17 気遣い
飛鳥は蘭世の先ほどとは真逆の様子をみてわかりやすくて女の子らしいなと思わず頭をなでていた。
「生田氏からたまに君の名前を聞いていたからな。そうか、君のことだったか。連絡をしておこう。」
すぐさまスマホで連絡を取ろうとメッセージを送り始めた。どうやら、能條はすでに蘭世のことを聞いていたようで生田に私たちと会ったことを伝えた。
メッセージを送り終えた能條は身支度を整え、ドアの入り口に向かう。教室の戸締りのため閉めようとする様子だったので私達は慌てて廊下へ出た。
「あの、どこ行くんですか?」
静まり返った廊下を歩きながら蘭世は恐る恐る聞いていた。
その手にはいまだに返信を待っているスマホが握りしめられていた。
「理科室だ。そこに生田氏はいるぞ。」
そういって能條は飛鳥たちにスマホを見せてきた。
『生田氏の後輩が探している。』
『そっちの方はもう終わったの?』
『終わったから連絡しているのだろう。君の後輩に聞かれたから連絡しているのだよ。』
『今、スタンプラリー中で新入生待ちだから、理科室にいるよ。』
『了解。では、今から二人を連れてそちらへ向かう。』
まさか返事がかえって来ているなんて。蘭世の返事待ちは一体何だったのだろう。蘭世は悔しかったのか急にうつむいて無言になってしまった。

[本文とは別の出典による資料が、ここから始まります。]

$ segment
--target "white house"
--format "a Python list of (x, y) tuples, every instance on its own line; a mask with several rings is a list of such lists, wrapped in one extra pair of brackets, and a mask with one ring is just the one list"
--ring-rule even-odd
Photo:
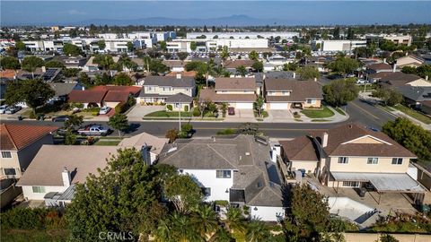
[(247, 205), (262, 220), (284, 217), (282, 178), (267, 139), (240, 134), (177, 140), (166, 144), (159, 163), (178, 168), (202, 188), (205, 200)]

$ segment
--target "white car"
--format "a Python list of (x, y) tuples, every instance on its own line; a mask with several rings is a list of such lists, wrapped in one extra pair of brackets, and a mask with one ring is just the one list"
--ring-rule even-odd
[(6, 112), (7, 105), (0, 106), (0, 114), (4, 114)]
[(106, 107), (106, 106), (102, 107), (99, 110), (99, 114), (100, 115), (108, 114), (110, 111), (110, 109), (112, 109), (112, 108), (110, 108), (110, 107)]

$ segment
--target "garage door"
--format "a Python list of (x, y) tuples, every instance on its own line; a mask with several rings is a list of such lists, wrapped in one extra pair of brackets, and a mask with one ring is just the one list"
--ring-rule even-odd
[(237, 102), (235, 105), (236, 108), (242, 108), (242, 109), (252, 109), (253, 103), (251, 102)]
[(289, 104), (288, 103), (276, 103), (276, 102), (271, 102), (269, 106), (270, 109), (289, 109)]

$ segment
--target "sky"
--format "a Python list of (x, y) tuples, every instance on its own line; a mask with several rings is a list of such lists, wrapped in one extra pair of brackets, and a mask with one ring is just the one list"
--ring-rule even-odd
[(4, 1), (0, 25), (244, 14), (289, 25), (431, 23), (431, 1)]

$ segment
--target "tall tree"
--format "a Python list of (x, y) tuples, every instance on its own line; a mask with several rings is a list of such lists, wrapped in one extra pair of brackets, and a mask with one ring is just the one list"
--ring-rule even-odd
[(129, 127), (128, 117), (124, 114), (115, 114), (110, 117), (108, 124), (119, 131), (119, 136), (121, 136), (121, 131), (126, 131)]
[(347, 104), (357, 98), (358, 93), (355, 79), (339, 79), (323, 86), (325, 101), (334, 107)]
[(51, 86), (39, 79), (10, 82), (7, 85), (4, 93), (6, 104), (13, 105), (22, 101), (33, 108), (34, 113), (36, 108), (45, 105), (55, 94)]
[(34, 56), (30, 56), (24, 57), (22, 63), (21, 64), (21, 66), (25, 71), (31, 72), (31, 78), (34, 79), (34, 71), (36, 71), (36, 68), (41, 67), (43, 64), (44, 62), (41, 58)]

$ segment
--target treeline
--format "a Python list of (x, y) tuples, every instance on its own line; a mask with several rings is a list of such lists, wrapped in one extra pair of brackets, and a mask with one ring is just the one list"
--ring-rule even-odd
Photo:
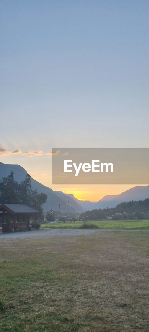
[(14, 179), (11, 172), (7, 178), (3, 178), (0, 183), (0, 203), (5, 204), (25, 204), (40, 211), (46, 203), (47, 195), (40, 194), (31, 188), (30, 177), (27, 174), (26, 179), (20, 183)]
[[(124, 212), (126, 212), (126, 213)], [(92, 211), (87, 211), (81, 214), (80, 218), (83, 220), (99, 220), (106, 219), (114, 213), (122, 214), (122, 219), (133, 220), (138, 219), (149, 219), (149, 199), (143, 201), (131, 201), (124, 202), (117, 204), (115, 208), (108, 208), (95, 209)], [(119, 216), (113, 216), (114, 219), (120, 219)]]

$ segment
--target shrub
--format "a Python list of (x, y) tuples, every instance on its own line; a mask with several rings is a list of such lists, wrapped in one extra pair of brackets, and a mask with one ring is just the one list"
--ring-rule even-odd
[(81, 225), (80, 226), (80, 228), (93, 228), (94, 229), (96, 229), (96, 228), (98, 228), (98, 226), (96, 225), (95, 225), (95, 224), (89, 224), (86, 223), (84, 223), (83, 225)]
[(35, 226), (35, 228), (37, 228), (37, 229), (39, 229), (40, 228), (40, 226), (41, 225), (41, 223), (40, 222), (37, 222), (37, 224)]

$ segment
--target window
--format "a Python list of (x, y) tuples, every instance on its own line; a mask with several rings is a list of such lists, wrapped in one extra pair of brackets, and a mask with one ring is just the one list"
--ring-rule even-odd
[(3, 216), (3, 223), (7, 224), (7, 215), (6, 215)]
[(25, 215), (22, 215), (22, 222), (25, 222)]
[(13, 224), (14, 222), (14, 216), (13, 214), (10, 215), (10, 224)]
[(19, 215), (17, 215), (17, 217), (16, 222), (19, 222)]

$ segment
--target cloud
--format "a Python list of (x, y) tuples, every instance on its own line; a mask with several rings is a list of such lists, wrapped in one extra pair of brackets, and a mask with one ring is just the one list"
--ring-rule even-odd
[(0, 147), (0, 156), (8, 156), (10, 154), (19, 154), (21, 153), (20, 150), (16, 150), (15, 151), (9, 151), (6, 149)]
[(53, 155), (56, 156), (56, 155), (59, 153), (60, 152), (60, 151), (59, 151), (58, 150), (54, 150), (54, 151), (52, 151), (52, 152), (48, 152), (46, 154), (48, 156), (52, 156)]
[(43, 154), (43, 151), (40, 151), (38, 150), (34, 150), (32, 151), (27, 151), (27, 152), (23, 153), (23, 155), (24, 156), (27, 154), (32, 155), (34, 156), (42, 156)]

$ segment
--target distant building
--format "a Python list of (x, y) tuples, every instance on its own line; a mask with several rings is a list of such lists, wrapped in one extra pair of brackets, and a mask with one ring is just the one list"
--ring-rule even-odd
[(119, 212), (116, 212), (115, 213), (114, 213), (113, 214), (112, 214), (112, 215), (111, 216), (113, 217), (113, 216), (114, 216), (114, 215), (118, 215), (120, 217), (122, 217), (122, 216), (123, 216), (123, 214), (122, 214), (122, 213), (119, 213)]
[(28, 229), (29, 220), (41, 219), (42, 212), (23, 204), (0, 204), (0, 227), (3, 232)]

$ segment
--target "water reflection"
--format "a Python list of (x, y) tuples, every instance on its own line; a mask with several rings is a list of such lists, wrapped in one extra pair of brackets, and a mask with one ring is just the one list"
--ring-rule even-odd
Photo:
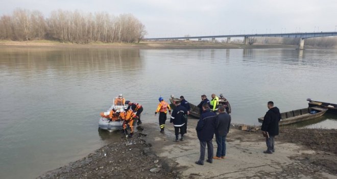
[[(31, 74), (51, 69), (60, 74), (83, 71), (129, 72), (141, 69), (144, 63), (138, 49), (3, 48), (1, 64), (17, 72)], [(130, 74), (132, 74), (131, 73)]]

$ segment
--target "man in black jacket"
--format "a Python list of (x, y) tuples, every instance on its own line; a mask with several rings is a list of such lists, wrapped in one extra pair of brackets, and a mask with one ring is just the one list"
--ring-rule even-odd
[[(189, 115), (189, 111), (191, 110), (191, 107), (189, 106), (189, 103), (185, 99), (184, 96), (180, 96), (180, 104), (182, 106), (185, 107), (185, 108), (187, 109), (187, 115)], [(184, 126), (184, 129), (185, 129), (185, 133), (187, 133), (187, 116), (186, 116), (185, 118), (185, 125)]]
[(206, 161), (209, 163), (212, 163), (213, 159), (213, 144), (212, 139), (214, 136), (215, 126), (215, 113), (209, 110), (209, 106), (207, 103), (202, 105), (203, 111), (200, 115), (200, 119), (198, 121), (196, 130), (198, 139), (200, 142), (200, 157), (199, 160), (196, 162), (198, 165), (204, 165), (205, 160), (205, 150), (206, 145), (207, 145), (207, 156)]
[(201, 102), (200, 102), (200, 103), (198, 105), (198, 107), (199, 107), (199, 110), (200, 110), (201, 115), (203, 112), (202, 105), (204, 103), (207, 103), (208, 105), (208, 106), (210, 106), (209, 100), (207, 99), (207, 97), (205, 95), (201, 95)]
[(226, 156), (226, 137), (229, 131), (231, 116), (225, 111), (225, 106), (221, 105), (218, 108), (220, 114), (215, 118), (215, 139), (218, 144), (216, 155), (213, 159), (225, 159)]
[(176, 140), (174, 142), (178, 142), (178, 138), (179, 136), (179, 129), (180, 129), (180, 135), (181, 135), (181, 141), (184, 139), (184, 134), (185, 133), (185, 117), (187, 115), (187, 109), (185, 107), (180, 105), (180, 101), (176, 101), (176, 107), (172, 111), (171, 119), (170, 120), (170, 123), (173, 122), (174, 126), (174, 131), (176, 135)]
[(273, 101), (268, 102), (267, 107), (269, 110), (264, 115), (261, 130), (265, 136), (268, 136), (267, 133), (269, 136), (269, 137), (266, 138), (267, 150), (263, 153), (272, 154), (275, 152), (274, 137), (278, 135), (278, 122), (281, 120), (281, 114), (280, 110), (277, 107), (274, 107)]

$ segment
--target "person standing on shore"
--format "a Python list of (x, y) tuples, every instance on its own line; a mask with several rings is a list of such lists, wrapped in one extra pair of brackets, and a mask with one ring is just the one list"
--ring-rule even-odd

理科室に向かう中三人の中で無言の時間が続く。なにか話題はないものか、周りを見回すが目に映るのは真っ白な廊下のみ。
「寺田嬢、生田氏は忙しいためスマホが見れなかったと思うぞ。」
歩きながら突然能條が蘭世に対して先ほどの弁解をしてきた。しかし、いぜんと変わらずうつむきがちの蘭世。私自身返信来ないだけでここまで落ち込む子がいるのかと思うくらいであった。
「いいんです。よく無視されることが多いんで。」
「はは。確かに私たちに対してもそうだな。しかし、君のメッセージを見ているとき生田氏は寺田嬢にはきちんと返信しようと努力しているみたいだぞ。」
「それは何で分かるんですか?」
思わず私が口を出してしまった。しかし、なぜだか疑問に思ってしまった。知らない人のはずなのに自分の事のように思えてきたから。

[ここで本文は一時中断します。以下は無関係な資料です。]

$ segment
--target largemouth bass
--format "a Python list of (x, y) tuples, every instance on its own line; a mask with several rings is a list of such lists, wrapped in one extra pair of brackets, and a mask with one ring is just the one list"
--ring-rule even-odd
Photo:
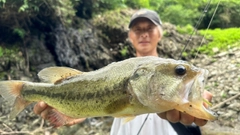
[(1, 81), (0, 94), (13, 104), (11, 118), (30, 103), (44, 101), (57, 110), (52, 124), (58, 126), (66, 124), (59, 124), (61, 114), (74, 119), (132, 117), (171, 109), (215, 120), (216, 113), (203, 105), (207, 75), (207, 70), (185, 61), (147, 56), (91, 72), (45, 68), (38, 73), (43, 82)]

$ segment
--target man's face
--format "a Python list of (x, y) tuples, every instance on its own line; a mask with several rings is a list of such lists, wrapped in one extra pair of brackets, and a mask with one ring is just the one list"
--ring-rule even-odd
[(129, 39), (138, 53), (150, 54), (156, 50), (161, 36), (154, 23), (149, 19), (139, 18), (130, 28)]

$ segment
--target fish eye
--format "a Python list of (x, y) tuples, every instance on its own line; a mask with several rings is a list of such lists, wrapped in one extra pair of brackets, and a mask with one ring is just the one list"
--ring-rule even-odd
[(187, 70), (183, 65), (178, 65), (175, 68), (175, 73), (177, 75), (184, 75), (186, 72), (187, 72)]

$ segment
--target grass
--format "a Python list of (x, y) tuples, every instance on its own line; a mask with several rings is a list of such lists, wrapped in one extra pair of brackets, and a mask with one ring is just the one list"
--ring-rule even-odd
[(208, 44), (199, 48), (201, 53), (214, 55), (221, 51), (240, 47), (240, 28), (201, 30), (200, 34), (210, 40)]

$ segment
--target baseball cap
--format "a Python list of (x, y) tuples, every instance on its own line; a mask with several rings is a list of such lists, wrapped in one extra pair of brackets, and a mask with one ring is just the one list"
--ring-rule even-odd
[(147, 18), (150, 21), (152, 21), (155, 25), (162, 25), (162, 21), (159, 18), (159, 15), (157, 14), (157, 12), (153, 11), (153, 10), (149, 10), (149, 9), (140, 9), (137, 12), (135, 12), (130, 20), (130, 23), (128, 25), (128, 28), (131, 28), (133, 25), (133, 22), (137, 19), (137, 18)]

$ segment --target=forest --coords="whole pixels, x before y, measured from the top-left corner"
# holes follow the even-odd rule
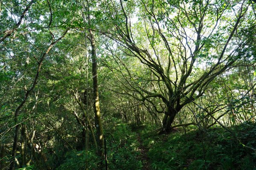
[[[0,0],[0,170],[256,170],[256,0]]]

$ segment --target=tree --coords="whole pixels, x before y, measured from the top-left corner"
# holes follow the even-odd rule
[[[102,17],[111,24],[99,31],[122,47],[123,56],[137,58],[149,69],[148,83],[155,85],[145,88],[129,82],[138,78],[122,64],[126,75],[120,75],[126,82],[116,92],[164,113],[160,132],[169,130],[181,109],[201,96],[216,77],[250,57],[255,23],[246,1],[120,0],[101,6]],[[133,24],[134,14],[139,21]],[[154,103],[156,97],[164,105]]]

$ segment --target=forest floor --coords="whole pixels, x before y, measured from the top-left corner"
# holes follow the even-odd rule
[[[256,153],[250,149],[256,148],[255,123],[201,131],[190,126],[161,135],[157,134],[158,128],[121,123],[108,129],[111,134],[105,136],[108,169],[256,170]],[[64,161],[55,169],[84,170],[84,150],[62,155]],[[89,152],[90,169],[98,169],[97,158],[94,151]]]
[[[143,145],[140,138],[140,134],[138,133],[137,134],[137,141],[140,143],[139,150],[140,153],[140,154],[138,156],[137,159],[140,160],[142,163],[143,166],[142,170],[150,170],[150,163],[149,159],[147,155],[148,150]]]

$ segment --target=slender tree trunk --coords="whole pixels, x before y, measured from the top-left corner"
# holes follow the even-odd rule
[[[99,89],[98,88],[98,74],[97,73],[97,60],[95,48],[94,37],[92,31],[89,31],[90,41],[91,47],[92,70],[93,74],[93,100],[94,102],[94,113],[95,114],[95,125],[96,126],[96,138],[98,143],[98,155],[103,158],[104,160],[103,149],[104,147],[104,139],[103,139],[103,130],[102,125],[101,118],[99,109]]]
[[[21,144],[21,147],[20,148],[20,156],[21,157],[21,162],[20,162],[20,167],[24,167],[26,164],[26,125],[24,124],[21,125],[21,135],[20,135],[20,143]]]

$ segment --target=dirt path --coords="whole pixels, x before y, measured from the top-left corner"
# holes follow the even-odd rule
[[[140,134],[137,133],[137,136],[138,136],[138,142],[140,143],[139,150],[140,152],[140,155],[138,156],[137,159],[140,160],[142,162],[142,165],[143,165],[142,170],[150,170],[150,164],[149,163],[149,159],[147,155],[148,150],[142,144],[143,142],[140,139]]]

「彼自身寺田嬢に嫌われたくないためか慎重に言葉を選んでメッセージを打っているからな、いつも見てる我々もついつい面白くて印象に残っている。」
蘭世から話を聞く限り雑な扱いをうけているからてっきり嫌っているのかと思ったのだが、飛鳥の考えに反して生田という男は蘭世のことをちゃんと考えていたのだ。ますます生田という男がわからなくなってくる反面に蘭世は機嫌がよくなったようで顔から笑みがこぼれていた。意外に蘭世は単純なのかもしれないと飛鳥は心にその言葉をしまっておいた。